If you are acquiring leads for a sales force to close, then the most critical element you can pay attention to is lead maturation. It’s more important than qualification. It’s more important than scoring. It’s where all the money is, and if you ignore it, then it’s the reason why the sales force hates your guts.
First, let’s talk a bit about what maturation means.
Let’s say you are acquiring leads so your company can sell wonderwidgets. You’re a smart direct marketer, you know most people just want to know if your company might have a solution for their challenges, so you build a nice solution-based mailer. You don’t focus much on product because WonderWidgets have a nine-month sales cycle—that means probably 90% of your respondents don’t care about product yet, they just want to know if there is a solution.

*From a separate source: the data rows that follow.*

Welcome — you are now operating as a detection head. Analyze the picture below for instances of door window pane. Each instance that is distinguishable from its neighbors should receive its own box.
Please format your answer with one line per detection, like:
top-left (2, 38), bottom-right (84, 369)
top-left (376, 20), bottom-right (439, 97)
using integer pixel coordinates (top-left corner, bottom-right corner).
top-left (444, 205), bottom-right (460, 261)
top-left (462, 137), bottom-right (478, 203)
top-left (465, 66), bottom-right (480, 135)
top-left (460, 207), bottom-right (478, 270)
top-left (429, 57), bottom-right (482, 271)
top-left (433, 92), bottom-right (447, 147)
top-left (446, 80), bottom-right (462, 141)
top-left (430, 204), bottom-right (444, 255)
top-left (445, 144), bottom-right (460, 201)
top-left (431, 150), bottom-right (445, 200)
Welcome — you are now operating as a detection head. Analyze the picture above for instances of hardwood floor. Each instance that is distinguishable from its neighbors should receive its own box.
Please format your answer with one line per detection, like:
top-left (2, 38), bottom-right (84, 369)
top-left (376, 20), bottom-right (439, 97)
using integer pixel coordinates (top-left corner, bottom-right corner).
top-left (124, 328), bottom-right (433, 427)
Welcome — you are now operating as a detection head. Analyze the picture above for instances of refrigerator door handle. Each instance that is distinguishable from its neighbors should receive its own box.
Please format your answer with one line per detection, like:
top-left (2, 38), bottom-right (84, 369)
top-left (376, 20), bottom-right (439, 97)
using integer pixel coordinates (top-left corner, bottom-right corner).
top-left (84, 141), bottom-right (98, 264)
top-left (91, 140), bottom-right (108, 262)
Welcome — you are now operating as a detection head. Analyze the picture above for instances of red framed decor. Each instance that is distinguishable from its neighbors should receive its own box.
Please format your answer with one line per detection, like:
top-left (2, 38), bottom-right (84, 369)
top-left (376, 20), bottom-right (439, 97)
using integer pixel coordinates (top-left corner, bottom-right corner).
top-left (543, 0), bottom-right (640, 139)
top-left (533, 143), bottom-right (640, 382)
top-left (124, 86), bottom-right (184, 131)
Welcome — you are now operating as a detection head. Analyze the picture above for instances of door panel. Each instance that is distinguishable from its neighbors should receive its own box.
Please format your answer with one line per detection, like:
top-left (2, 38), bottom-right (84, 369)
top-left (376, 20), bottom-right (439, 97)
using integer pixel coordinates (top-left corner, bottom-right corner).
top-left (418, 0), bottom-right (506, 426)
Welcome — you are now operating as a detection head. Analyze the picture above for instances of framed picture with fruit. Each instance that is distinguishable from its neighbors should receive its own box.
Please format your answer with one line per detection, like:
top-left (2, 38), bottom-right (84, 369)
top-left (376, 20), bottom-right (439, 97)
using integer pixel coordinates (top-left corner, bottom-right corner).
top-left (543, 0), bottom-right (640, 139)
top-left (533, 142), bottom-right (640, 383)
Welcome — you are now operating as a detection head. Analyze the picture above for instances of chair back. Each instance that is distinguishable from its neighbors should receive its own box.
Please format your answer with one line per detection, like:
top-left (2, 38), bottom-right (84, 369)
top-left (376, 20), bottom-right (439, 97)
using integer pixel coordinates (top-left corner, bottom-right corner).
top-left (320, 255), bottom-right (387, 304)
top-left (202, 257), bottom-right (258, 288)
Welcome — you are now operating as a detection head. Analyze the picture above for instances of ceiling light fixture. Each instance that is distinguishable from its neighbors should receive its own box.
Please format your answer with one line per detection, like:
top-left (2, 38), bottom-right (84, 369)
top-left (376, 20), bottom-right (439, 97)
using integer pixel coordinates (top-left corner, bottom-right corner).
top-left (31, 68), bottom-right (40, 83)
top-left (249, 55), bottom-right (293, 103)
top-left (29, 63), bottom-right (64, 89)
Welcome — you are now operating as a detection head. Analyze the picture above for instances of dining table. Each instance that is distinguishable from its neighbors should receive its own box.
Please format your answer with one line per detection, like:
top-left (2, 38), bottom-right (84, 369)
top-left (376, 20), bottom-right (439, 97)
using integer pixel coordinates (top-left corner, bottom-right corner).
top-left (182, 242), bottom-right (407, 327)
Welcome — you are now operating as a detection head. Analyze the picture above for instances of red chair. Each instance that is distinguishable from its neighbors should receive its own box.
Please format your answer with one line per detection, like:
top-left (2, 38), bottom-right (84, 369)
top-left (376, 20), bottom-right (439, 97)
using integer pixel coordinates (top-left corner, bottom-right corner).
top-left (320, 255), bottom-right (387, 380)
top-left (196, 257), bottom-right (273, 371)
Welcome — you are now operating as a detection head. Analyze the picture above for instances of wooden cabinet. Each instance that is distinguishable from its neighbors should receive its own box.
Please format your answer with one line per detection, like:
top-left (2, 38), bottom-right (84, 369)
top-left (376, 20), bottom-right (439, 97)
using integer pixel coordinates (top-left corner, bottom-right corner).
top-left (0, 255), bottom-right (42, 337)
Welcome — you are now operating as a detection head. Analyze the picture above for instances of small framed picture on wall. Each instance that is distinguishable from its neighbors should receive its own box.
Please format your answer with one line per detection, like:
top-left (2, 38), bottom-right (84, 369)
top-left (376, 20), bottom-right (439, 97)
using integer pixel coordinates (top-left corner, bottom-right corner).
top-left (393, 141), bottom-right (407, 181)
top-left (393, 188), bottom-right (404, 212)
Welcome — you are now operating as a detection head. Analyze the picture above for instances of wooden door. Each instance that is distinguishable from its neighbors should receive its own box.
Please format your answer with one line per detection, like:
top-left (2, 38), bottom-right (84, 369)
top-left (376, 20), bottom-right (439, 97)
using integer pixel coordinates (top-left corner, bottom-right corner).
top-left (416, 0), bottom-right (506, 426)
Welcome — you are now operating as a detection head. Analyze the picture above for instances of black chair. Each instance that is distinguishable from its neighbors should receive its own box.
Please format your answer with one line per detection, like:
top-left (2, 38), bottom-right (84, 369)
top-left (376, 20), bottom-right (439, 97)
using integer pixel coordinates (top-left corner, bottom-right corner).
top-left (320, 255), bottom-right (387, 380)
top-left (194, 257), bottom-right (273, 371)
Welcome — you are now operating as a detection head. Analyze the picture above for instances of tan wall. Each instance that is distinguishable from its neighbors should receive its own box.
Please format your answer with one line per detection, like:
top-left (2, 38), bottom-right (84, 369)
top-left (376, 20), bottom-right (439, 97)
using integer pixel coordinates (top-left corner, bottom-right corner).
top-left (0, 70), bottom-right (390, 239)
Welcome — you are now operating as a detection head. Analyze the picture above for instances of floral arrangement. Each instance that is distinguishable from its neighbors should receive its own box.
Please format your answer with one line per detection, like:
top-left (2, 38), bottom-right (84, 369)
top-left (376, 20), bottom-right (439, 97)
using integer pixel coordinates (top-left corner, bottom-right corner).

You get great response—you mailed 100,000 pieces and you got 5% response.
Whoopee, 5,000 leads—sales will be so pleased with you. Your Web response site and your BRC gather lots of qualifying information. You send the leads off to the sales force, and you get 50 bile-saturated emails telling you how much the leads suck. Ninety percent are just people kicking tires. So next time you decide to score and filter the leads. You take your basic lead parameters—how interested are they, have they established a budget, how big is the opportunity, when do they plan to purchase, is this the decision maker. You build a nice scoring matrix. Hot, warm, cold—ABCD—A1, A2, A3, B1, B2… whatever… You find that ninety percent of your leads are cold or C/D leads. So only ten percent of your 5,000 leads go to the sales force and the rest fall to the bottom of their sales force automation database, never to be seen again.
You send 500 leads to the sales force. And you get 50 vindictive emails screaming that they don’t have enough leads, and they are already talking to all the hot leads. Does any of this sound familiar? Here’s the real problem. While 90 percent of the people who raise their hands may not be ready to buy within the engagement window of an effective sales force (a lousy one will work any leads you give them, but they’ll never make quota), they ARE real prospects. In the midst of the barrage of advertising they are subjected to, your message resonated with their pain and they responded. They need your solution—they just are not ready yet. They are not matured into a sales lead. Time and again, when we survey cold leads a year after acquisition, we find 80-90% of them have bought a solution for the pain that made them respond. But, probably not your solution—unless you find a way to stay in front of them, feed them valuable information and advice, set the playing field, and deliver them to the sales force when they are ready to purchase. Then you will need an overarching strategy for how you will re-score these leads as they mature from cold to hot.
The biggest difference maturation makes is the trend for qualified, sales-ready leads. As long as you keep maturing prospects into leads, all your acquisition campaigns are additive. The maturation base continues to climb, the cost per lead declines rapidly, and the number of leads you can deliver to the sales force each month continues to climb. Generally, in five iterations of acquisition coupled with maturation, the maturation lead flow is twice the lead flow from direct acquisition. At ten iterations, the maturation flow is typically five times the direct acquisition. And you’ll find that these are the best leads you’ve ever had—because they understand why your solution is superior, you always make the short list, and you’ve created a minefield of expectations that your competition must traverse.
Any acquisition process that captures name, email address and a little profiling information can effectively feed the machine. And, it flies under the radar screen—your competition will hardly know what hit them. Just don’t expect the sales force to feel any gratitude when your hard work sends them all to quota club—they HAVE to believe they did it all themselves in order to function.
The Maturation Process
One of our most important discoveries in the last ten years is that, with a maturation process in place, the only real difference between cold leads and hot leads is time. We discovered this by accident when we surveyed leads generated the previous year for one of our oldest clients. We discovered that the number of people who had bought a solution was exactly the same for hot or cold leads! That didn’t mean they all bought our client’s product, however, because the client has no maturation process in place. In fact, they were getting almost exactly their market share worth of sales conversion from cold leads and a much higher conversion ratio from hot leads. It was pretty easy to formulate a theory as to why that was.
Yes, we were gratified to be able to find people who were ultimately going to buy a solution, but we were frustrated because we were not able to do anything about it. So we built a maturation process that is independent of the sales force, and everything started to change. We were able to increase the return on investment measured directly from sales by several hundred percent. In one case, we achieved an ROI of over 1300% by adding maturation to an otherwise ordinary program. That’s a result worth a bit of extra effort.